1. Fc schweinfurt: abstieg besiegelt – wut und bittere fragen!

Der Fall ist erledigt: Der 1. FC Schweinfurt 05 ist rechnerisch abgestiegen. Nach einer verkorksten Saison bleibt eine tiefe Enttäuschung und eine Anhäufung von Fragen, die nach dem Spiel gegen Rot-Weiss Essen noch drängender geworden sind. Die Fans, das Einzige, wofür Johannes Geis positive Worte findet, stehen da, während die Mannschaft den Abgrund erreicht hat.

Geis' deutliche worte: "für die mannschaft tut es mir nicht leid"

Die 1:3-Niederlage gegen Essen wirkte wie der finale Sargnagel. Geis, sichtlich frustriert, ließ seiner Empörung freien Lauf: "Es war irgendwo schon absehbar, aber es schmerzt brutal." Sein Urteil über die Mannschaft ist unmissverständlich: "Das Einzige, was hier drittligatauglich ist, sind die Fans. Für die tut es mir leid, für die Mannschaft tut es mir nicht leid. Wir haben es absolut verdient." Die Leistung gegen RWE sei lediglich ein Spiegelbild der gesamten Saison gewesen – geprägt von individuellen Fehlern und schlichtweg zu wenig Kampfgeist.

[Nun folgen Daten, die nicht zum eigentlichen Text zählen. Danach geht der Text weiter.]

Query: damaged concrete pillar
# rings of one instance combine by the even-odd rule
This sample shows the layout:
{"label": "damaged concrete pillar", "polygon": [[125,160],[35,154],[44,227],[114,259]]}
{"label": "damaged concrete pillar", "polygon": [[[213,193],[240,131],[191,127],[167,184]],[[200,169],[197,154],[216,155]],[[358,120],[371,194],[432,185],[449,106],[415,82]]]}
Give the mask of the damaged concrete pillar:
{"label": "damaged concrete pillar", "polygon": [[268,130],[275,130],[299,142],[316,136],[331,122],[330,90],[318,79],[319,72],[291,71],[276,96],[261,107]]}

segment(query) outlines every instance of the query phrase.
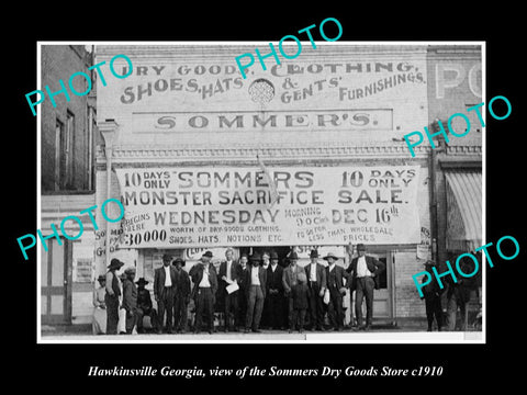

Auch Trainer Jermaine Jones war außer sich. Während er sich etwas zurückhaltender äußerte als Geis, betonte er, dass man die Abstiegsprobleme "von vornherein" geahnt habe. Die Art und Weise, wie es passierte, schmerze ihn jedoch zutiefst. Er ließ wenig Zweifel daran, dass er sich über die gezeigte Leistung seiner Mannschaft ärgerte.

Jones' Fingerzeig: "Man kann in der 3. Liga nicht überleben"

Die individuellen Fehler, die immer wieder aufkamen, waren für Jones der entscheidende Faktor. "Mich regt es auf, wie wir diese Spiele verlieren," schimpfte er. "Wenn einer die Fehler abstellt und dann macht er der andere, dann reicht es einfach nicht." Er kündigte ein internes Gespräch am Mittwoch an, um die Probleme offen anzusprechen und zu versuchen, eine Lösung zu finden.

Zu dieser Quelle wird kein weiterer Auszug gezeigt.